Ok. I’m gonna turn things real here: I don’t really exercise these days. (The shame. The shame.)
Real efforts towards fitness maybe happens once a week tops (that’s IF I can pull off a Sunday afternoon quick trip to the gym while my husband stays at home with the girls). It’s true. (And, the fact that this is true honestly makes me angry… considering that I danced for the first 25 years of my life, once was able to run on a treadmill for almost an hour and, in my 20’s, had the luxury of happily logging in 4-5 days a week at the gym because I really did find it exhilarating.)
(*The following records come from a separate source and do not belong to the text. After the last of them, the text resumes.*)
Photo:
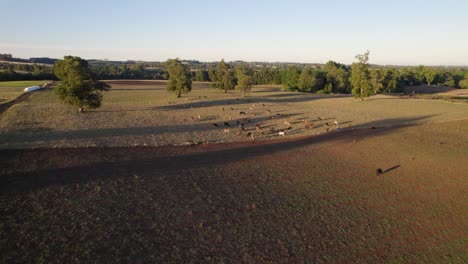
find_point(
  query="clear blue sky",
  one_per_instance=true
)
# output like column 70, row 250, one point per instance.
column 432, row 32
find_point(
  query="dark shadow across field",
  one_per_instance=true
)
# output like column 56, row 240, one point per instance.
column 44, row 177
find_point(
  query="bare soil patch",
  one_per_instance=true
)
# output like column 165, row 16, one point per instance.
column 312, row 199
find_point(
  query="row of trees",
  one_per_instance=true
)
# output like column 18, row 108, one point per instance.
column 335, row 77
column 21, row 72
column 80, row 85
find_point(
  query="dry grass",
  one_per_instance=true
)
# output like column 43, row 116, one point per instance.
column 143, row 113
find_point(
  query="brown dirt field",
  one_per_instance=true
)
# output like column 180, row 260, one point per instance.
column 307, row 199
column 142, row 113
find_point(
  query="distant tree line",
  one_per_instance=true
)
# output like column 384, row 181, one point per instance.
column 20, row 72
column 332, row 77
column 335, row 77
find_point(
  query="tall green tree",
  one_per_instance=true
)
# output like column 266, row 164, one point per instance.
column 225, row 78
column 180, row 80
column 290, row 78
column 337, row 76
column 429, row 74
column 361, row 79
column 79, row 85
column 244, row 79
column 310, row 80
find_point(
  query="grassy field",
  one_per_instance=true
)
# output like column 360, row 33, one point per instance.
column 142, row 113
column 314, row 200
column 11, row 90
column 88, row 194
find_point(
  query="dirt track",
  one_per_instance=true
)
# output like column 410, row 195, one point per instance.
column 21, row 98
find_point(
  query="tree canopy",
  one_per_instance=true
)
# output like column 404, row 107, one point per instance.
column 180, row 80
column 225, row 78
column 79, row 85
column 361, row 79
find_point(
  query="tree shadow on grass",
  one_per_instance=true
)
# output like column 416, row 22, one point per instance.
column 192, row 124
column 267, row 99
column 128, row 161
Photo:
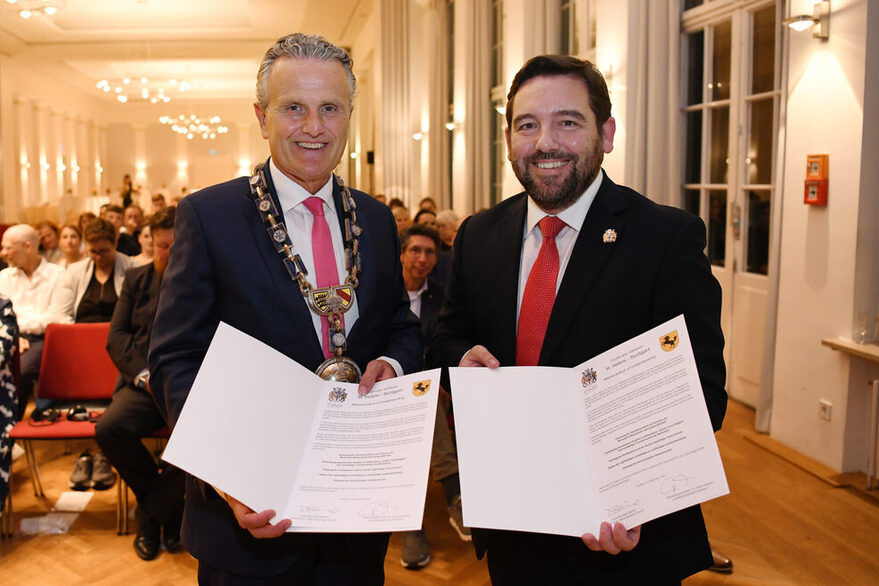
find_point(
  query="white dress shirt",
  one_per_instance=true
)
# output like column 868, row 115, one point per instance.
column 35, row 299
column 299, row 220
column 573, row 216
Now I just mostly load the dishwasher (bend!) and vacuum (push!) and lift and carry my 3 year old (Mommy pick me UP!)… I don’t know what’s more embarrassing: That the dishwasher provides my core workout or if I honestly did find 4-5 workouts per week happily exhilarating. You make the call.
So in the name of holding on to a shred of myself, I’ll share with you my most latest, shameful and frivolous methods to get my bod in shape for summer.
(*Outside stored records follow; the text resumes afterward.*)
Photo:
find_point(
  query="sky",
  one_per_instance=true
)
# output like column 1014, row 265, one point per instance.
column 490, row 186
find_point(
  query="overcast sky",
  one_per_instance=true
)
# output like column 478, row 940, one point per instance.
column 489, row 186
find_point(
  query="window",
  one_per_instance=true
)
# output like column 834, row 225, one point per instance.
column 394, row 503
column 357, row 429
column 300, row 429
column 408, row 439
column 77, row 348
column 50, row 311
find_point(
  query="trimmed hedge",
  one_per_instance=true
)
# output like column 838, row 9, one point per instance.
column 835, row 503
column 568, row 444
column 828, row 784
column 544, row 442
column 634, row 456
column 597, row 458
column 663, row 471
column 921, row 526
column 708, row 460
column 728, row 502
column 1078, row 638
1) WEAR THE SNEAKERS. (This advice coming from a chick – me – who encourages that we all wear heels more often than we should… I know, the irony.) Even if I’ve got no plans to do legitimate exercise at any point during my day, I’ve started opting for sneakers more and more. Running shoes, even. Sneakers make me feel like I’m working out… even on the days I’m stuck in the kitchen next to that dishwasher. Sneakers make me move faster… which increases heart rate… which burns calories… which… well, you know. Sometimes I’ll even go so far to put on a whole workout outfit. You know what they say: If you dress the part… who cares if you look like a frump-a-dump sometimes. Your firm butt will thank you later.
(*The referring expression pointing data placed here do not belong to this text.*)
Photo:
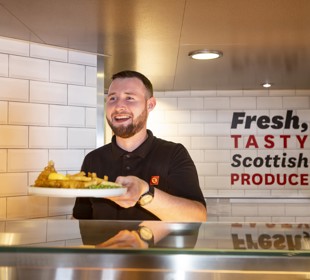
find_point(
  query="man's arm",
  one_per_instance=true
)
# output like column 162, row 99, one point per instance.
column 165, row 206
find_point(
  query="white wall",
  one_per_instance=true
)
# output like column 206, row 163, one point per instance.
column 201, row 120
column 47, row 112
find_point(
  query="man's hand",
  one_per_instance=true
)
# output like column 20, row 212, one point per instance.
column 135, row 188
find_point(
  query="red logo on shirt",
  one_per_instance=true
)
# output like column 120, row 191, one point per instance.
column 154, row 180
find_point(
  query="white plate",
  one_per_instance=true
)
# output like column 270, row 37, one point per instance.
column 61, row 192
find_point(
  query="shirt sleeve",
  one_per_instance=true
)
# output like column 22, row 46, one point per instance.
column 183, row 177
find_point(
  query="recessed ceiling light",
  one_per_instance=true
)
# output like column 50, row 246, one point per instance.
column 205, row 54
column 266, row 85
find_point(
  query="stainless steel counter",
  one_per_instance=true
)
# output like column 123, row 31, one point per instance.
column 71, row 249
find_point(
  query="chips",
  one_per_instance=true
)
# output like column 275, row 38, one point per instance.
column 50, row 178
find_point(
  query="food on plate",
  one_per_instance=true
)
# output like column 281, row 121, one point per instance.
column 50, row 178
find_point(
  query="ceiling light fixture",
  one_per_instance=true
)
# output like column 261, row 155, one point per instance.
column 205, row 54
column 266, row 85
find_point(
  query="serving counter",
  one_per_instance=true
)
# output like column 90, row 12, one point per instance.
column 72, row 249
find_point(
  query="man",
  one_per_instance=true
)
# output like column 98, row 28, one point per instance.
column 160, row 176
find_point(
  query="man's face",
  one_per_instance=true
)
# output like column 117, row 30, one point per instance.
column 126, row 107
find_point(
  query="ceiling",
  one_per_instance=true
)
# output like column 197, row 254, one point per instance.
column 262, row 40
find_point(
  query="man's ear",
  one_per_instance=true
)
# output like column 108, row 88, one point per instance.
column 151, row 103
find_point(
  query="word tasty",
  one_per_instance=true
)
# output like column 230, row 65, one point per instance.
column 274, row 161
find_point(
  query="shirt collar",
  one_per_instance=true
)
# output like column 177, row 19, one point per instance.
column 141, row 151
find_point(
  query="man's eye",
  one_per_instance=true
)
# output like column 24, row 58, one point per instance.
column 111, row 99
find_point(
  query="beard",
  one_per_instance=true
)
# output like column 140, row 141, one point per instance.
column 126, row 131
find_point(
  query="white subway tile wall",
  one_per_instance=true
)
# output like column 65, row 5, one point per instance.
column 48, row 98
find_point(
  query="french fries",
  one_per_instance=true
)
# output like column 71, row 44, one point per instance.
column 51, row 179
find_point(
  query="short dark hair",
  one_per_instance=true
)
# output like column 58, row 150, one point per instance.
column 134, row 74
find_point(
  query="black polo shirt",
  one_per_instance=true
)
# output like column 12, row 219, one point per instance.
column 167, row 162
2) GET NAKED. Pre-shower. For pushups. For calf-raises. For stretching the hamstrings. Yes, these are still working for me. (Yes, my husband still makes fun of me.)
3) USE THE KIDS. Yes, I sometimes still pull this trick out of the hat during bedtime, right before story time (I dare you to watch). Your little people may be small (like mine), but man can they provide great resistance if you ask them nicely enough (and possibly bribe them with lollipops).
4) SNAP WORKOUT SELFIES. Just be vain and be done with it. (I’ve jumped the shark, I know.) But most ridiculously-fit folks I happen to know (or, follow) seem to snap all sorts of selfies while gettin’ their workout on. In the gym. Running on the beach. Doing sit-ups in their backyard. Wow… look at THEM. Maybe we’ve all missed the real tipping point of the fitness equation here: Fitness requires vanity. The more selfies… the more self-motivation? Hm. Just sneak around your children if you do it… the last thing we need our kids watching is mom snapping all sorts of selfies in a sports bra. Embarrassing.
5) SEEK OUT SNEAKY WORKOUT SPOTS. I might get busted for this one, but whatever: Sky Zone indoor trampoline parks offer toddler-time on Tuesday & Thursday mornings. I sometimes take my kids. We all jump. They bounce and giggle and fall. I sweat like it’s goin’ outta style. (You get me here?) Best part is, my girls think I sought out the fun solely for them (hey, it’s for ALL of us). Because a fit mom is a happy mom is a fabulous mom. (Wait… right?)